When we nominate a node as a leader, we give them a lease that the Juju agent refreshes every 30s that lasts for 1minute. If we cannot get a refresh of "yes I'm still alive" within that minute, then we will give leadership over to someone else that is responding.

Now, is the problem the Jujud controller itself is so overloaded that it can't respond to requests in a timely manner?

AFAICT the code in question is:
    if is_leader():
        if not config('no-bootstrap'):
            if not leader_get('fsid') or not leader_get('monitor-secret'):
                if config('fsid'):
                    fsid = config('fsid')
                else:
                    fsid = "{}".format(uuid.uuid1())
                if config('monitor-secret'):
                    mon_secret = config('monitor-secret')
                else:
                    mon_secret = "{}".format(ceph.generate_monitor_secret())
                status_set('maintenance', 'Creating FSID and Monitor Secret')
                opts = {
                    'fsid': fsid,
                    'monitor-secret': mon_secret,
                }
                log("Settings for the cluster are: {}".format(opts))
                leader_set(opts)

$ grep -rnI "is-leader\|leader-set\|leader-get\|config-get" .
./unit-ceph-mon-1.log:1196:2018-03-30 01:54:36 DEBUG worker.uniter.jujuc server.go:181 running hook tool "is-leader"
./unit-ceph-mon-1.log:1200:2018-03-30 01:56:46 DEBUG worker.uniter.jujuc server.go:181 running hook tool "leader-get"
./unit-ceph-mon-1.log:1201:2018-03-30 01:56:46 DEBUG worker.uniter.jujuc server.go:181 running hook tool "config-get"
./unit-ceph-mon-1.log:1202:2018-03-30 01:56:46 DEBUG worker.uniter.jujuc server.go:181 running hook tool "config-get"
./unit-ceph-mon-1.log:1206:2018-03-30 01:56:50 DEBUG worker.uniter.jujuc server.go:181 running hook tool "leader-set"
./unit-ceph-mon-1.log:1230:2018-03-30 01:58:27 DEBUG config-changed subprocess.CalledProcessError: Command '['leader-set', 'fsid=9a557a74-33bd-11e8-aedb-00163ef9463f', 'monitor-secret=AQBemb1ajb3qLRAAlPxv893HqNK1oos2V1jUzg==']' returned non-zero exit status 1

That seems to say leader-get and config-get are both very fast (sub second).

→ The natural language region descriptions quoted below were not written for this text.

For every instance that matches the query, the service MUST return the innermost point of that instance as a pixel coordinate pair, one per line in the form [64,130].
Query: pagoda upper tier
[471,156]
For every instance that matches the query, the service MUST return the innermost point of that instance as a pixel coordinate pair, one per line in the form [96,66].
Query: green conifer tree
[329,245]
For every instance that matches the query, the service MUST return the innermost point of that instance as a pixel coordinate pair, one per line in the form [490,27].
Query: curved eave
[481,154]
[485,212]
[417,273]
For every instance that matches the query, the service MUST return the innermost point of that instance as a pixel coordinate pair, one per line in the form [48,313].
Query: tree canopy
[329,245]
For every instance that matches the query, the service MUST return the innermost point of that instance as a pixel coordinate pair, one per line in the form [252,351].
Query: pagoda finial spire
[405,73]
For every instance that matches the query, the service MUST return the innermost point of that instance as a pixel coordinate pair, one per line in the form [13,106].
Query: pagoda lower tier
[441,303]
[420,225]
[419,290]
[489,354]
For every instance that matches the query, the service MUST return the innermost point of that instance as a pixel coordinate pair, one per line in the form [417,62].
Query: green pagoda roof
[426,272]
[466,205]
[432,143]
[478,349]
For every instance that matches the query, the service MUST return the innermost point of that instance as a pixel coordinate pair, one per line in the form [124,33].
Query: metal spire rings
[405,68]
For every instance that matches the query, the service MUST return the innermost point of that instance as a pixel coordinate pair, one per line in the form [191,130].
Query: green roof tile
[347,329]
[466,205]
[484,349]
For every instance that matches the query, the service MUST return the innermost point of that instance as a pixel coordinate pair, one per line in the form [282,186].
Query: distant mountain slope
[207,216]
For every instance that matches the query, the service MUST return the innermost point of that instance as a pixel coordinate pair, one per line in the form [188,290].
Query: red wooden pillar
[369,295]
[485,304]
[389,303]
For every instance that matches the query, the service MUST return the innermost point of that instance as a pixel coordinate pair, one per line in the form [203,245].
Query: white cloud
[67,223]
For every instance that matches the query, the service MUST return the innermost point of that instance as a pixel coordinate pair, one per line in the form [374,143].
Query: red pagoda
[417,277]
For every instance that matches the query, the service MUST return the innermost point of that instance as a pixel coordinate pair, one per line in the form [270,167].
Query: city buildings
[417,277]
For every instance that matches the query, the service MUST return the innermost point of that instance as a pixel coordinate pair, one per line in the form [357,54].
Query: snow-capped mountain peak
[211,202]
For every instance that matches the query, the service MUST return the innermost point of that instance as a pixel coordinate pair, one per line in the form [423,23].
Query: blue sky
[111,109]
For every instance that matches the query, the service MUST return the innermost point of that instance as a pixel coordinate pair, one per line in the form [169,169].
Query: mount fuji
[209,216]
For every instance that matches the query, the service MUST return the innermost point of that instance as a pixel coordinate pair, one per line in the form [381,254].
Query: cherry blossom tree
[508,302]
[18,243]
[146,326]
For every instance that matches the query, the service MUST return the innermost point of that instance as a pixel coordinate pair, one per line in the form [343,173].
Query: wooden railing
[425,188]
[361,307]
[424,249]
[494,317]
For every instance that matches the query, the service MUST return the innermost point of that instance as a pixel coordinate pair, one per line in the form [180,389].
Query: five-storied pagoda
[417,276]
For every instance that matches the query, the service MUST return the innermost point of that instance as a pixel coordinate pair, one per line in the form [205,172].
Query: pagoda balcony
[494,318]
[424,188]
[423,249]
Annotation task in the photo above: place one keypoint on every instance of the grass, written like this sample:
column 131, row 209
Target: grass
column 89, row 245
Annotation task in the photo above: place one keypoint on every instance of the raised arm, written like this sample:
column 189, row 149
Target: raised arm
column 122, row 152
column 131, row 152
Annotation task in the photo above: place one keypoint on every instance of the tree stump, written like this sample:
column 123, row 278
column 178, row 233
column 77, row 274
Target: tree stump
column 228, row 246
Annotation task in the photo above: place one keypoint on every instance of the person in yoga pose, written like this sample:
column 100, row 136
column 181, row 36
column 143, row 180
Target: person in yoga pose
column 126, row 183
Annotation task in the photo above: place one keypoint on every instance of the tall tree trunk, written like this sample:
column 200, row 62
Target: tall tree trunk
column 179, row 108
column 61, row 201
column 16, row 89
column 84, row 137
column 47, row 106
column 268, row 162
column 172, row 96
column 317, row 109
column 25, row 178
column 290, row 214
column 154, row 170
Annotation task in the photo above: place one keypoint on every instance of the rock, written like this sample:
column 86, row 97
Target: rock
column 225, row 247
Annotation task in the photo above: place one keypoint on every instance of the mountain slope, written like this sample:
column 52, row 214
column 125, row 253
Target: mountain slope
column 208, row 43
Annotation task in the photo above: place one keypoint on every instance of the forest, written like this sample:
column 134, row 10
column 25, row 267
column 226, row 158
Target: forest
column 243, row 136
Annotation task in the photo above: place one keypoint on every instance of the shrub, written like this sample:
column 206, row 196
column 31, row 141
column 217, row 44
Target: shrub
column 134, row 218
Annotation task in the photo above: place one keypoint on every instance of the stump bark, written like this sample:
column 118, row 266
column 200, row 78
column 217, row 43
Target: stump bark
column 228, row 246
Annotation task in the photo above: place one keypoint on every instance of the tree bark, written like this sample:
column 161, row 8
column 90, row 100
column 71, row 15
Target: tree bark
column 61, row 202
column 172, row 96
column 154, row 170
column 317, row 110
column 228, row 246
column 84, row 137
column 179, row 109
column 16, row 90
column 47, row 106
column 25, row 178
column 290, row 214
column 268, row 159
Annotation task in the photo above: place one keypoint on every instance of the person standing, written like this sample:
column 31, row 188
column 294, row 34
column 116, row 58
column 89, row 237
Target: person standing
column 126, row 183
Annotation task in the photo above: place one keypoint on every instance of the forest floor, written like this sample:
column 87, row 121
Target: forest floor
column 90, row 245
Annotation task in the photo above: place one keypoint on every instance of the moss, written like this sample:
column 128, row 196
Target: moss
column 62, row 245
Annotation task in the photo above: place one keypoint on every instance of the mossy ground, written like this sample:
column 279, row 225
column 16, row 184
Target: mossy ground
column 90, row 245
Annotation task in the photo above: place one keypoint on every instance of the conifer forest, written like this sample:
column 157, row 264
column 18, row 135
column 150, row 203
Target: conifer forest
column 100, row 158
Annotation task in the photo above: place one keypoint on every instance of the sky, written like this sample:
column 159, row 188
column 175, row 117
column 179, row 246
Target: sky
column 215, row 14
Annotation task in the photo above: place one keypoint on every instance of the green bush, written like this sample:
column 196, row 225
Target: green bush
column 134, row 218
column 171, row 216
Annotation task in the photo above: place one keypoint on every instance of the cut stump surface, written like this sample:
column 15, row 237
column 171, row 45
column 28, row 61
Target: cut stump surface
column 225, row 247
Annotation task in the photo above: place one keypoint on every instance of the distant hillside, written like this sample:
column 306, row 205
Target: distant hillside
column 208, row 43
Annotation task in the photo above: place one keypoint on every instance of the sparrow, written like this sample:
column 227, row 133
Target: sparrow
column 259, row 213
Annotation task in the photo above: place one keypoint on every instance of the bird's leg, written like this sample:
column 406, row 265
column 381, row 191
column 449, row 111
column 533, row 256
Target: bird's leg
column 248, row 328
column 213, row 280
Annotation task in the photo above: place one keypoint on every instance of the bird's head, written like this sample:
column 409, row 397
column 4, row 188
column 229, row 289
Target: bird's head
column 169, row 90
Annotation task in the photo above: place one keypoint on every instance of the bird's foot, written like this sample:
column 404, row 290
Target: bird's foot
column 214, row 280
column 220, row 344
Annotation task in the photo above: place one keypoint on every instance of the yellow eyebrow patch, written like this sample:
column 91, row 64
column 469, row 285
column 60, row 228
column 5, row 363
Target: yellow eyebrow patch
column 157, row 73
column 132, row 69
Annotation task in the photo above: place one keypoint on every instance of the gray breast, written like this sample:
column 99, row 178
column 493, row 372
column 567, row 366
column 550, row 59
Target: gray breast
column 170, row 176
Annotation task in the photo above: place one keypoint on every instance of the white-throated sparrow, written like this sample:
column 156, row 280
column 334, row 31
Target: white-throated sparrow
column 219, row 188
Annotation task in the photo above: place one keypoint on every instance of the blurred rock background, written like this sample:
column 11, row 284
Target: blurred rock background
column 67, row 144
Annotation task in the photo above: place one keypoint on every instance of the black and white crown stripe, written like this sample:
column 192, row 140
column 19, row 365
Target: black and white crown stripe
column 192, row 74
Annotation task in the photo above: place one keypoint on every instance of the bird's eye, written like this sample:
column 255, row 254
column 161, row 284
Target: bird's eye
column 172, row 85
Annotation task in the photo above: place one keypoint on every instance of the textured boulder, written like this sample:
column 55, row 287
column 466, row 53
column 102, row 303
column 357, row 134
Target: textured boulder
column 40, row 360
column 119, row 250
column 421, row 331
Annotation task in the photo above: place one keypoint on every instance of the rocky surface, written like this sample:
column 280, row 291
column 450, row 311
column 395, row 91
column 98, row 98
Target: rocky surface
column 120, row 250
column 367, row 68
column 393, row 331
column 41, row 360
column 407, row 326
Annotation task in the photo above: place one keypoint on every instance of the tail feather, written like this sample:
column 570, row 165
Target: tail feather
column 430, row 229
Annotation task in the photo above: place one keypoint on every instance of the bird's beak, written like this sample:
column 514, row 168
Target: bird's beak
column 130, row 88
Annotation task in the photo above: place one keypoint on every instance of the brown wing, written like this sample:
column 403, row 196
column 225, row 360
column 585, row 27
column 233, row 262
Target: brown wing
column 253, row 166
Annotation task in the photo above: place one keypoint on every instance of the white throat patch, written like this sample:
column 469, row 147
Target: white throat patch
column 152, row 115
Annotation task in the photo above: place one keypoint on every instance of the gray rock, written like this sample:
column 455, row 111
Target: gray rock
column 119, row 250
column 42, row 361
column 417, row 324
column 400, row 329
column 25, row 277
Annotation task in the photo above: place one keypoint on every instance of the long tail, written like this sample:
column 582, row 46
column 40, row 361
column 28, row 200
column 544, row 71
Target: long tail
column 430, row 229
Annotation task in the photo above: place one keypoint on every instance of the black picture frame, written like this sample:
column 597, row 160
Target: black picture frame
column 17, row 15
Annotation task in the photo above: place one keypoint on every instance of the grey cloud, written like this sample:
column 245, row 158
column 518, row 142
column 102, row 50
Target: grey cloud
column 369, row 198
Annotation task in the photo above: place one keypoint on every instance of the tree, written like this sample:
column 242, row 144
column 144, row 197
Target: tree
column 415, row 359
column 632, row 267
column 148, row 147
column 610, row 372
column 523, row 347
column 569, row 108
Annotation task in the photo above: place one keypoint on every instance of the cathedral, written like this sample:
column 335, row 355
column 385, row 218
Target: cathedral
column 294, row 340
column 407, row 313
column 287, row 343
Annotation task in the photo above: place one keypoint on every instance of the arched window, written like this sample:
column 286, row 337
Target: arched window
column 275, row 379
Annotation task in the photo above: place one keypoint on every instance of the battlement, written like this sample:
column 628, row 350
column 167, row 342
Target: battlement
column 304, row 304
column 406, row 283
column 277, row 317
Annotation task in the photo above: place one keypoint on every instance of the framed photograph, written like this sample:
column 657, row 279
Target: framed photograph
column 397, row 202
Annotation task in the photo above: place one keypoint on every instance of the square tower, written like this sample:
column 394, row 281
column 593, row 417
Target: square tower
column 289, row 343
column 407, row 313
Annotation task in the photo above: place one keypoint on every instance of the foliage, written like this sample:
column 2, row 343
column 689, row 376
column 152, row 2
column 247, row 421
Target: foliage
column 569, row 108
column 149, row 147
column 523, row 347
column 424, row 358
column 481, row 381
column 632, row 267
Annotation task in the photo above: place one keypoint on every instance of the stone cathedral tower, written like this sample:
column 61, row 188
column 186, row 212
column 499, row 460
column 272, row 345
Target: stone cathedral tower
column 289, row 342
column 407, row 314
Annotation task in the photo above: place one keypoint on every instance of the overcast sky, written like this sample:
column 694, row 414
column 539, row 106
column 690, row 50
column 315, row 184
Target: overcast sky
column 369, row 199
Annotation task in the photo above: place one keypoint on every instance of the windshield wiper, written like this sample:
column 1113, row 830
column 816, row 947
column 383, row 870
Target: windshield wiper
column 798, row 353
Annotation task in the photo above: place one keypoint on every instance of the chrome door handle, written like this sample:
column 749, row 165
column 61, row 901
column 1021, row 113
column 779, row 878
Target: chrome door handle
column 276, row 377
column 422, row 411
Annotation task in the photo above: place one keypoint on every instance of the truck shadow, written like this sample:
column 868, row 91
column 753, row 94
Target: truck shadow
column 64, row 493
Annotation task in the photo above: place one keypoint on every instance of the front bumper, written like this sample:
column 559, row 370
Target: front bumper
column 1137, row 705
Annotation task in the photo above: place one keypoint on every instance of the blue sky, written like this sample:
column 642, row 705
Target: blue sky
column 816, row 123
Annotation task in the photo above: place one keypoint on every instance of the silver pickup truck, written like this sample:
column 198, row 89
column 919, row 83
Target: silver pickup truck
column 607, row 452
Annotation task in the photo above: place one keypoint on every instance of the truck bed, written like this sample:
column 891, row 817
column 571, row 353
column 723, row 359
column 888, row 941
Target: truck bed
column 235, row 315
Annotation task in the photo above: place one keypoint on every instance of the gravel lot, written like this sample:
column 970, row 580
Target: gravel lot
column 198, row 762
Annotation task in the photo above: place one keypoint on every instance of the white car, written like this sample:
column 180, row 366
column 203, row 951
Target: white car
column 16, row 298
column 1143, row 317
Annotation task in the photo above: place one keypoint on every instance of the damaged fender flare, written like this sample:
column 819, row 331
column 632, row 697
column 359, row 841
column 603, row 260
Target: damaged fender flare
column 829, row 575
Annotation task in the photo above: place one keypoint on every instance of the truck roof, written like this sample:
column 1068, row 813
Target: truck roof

At it is no more than 10s between is-leader and subsequent commands.
But maybe "is-leader" itself is swamped for some reason. Just
$ grep -rnI "running hook tool" .

./unit-ceph-mon-1.log:1196:2018-03-30 01:54:36 DEBUG worker.uniter.jujuc server.go:181 running hook tool "is-leader"
./unit-ceph-mon-1.log:1200:2018-03-30 01:56:46 DEBUG worker.uniter.jujuc server.go:181 running hook tool "leader-get"
./unit-ceph-mon-1.log:1201:2018-03-30 01:56:46 DEBUG worker.uniter.jujuc server.go:181 running hook tool "config-get"
./unit-ceph-mon-1.log:1202:2018-03-30 01:56:46 DEBUG worker.uniter.jujuc server.go:181 running hook tool "config-get"
./unit-ceph-mon-1.log:1203:2018-03-30 01:56:46 DEBUG worker.uniter.jujuc server.go:181 running hook tool "status-set"
./unit-ceph-mon-1.log:1204:2018-03-30 01:56:50 DEBUG worker.uniter.jujuc server.go:181 running hook tool "juju-log"
./unit-ceph-mon-1.log:1206:2018-03-30 01:56:50 DEBUG worker.uniter.jujuc server.go:181 running hook tool "leader-set"

The crashdump appears to have all the log files from all the machines running in the model, but no logs from the controller itself.
I was hoping to peek around and see if the controller is reporting any issues running around the 01:54:36 => 01:58:27 timeframe.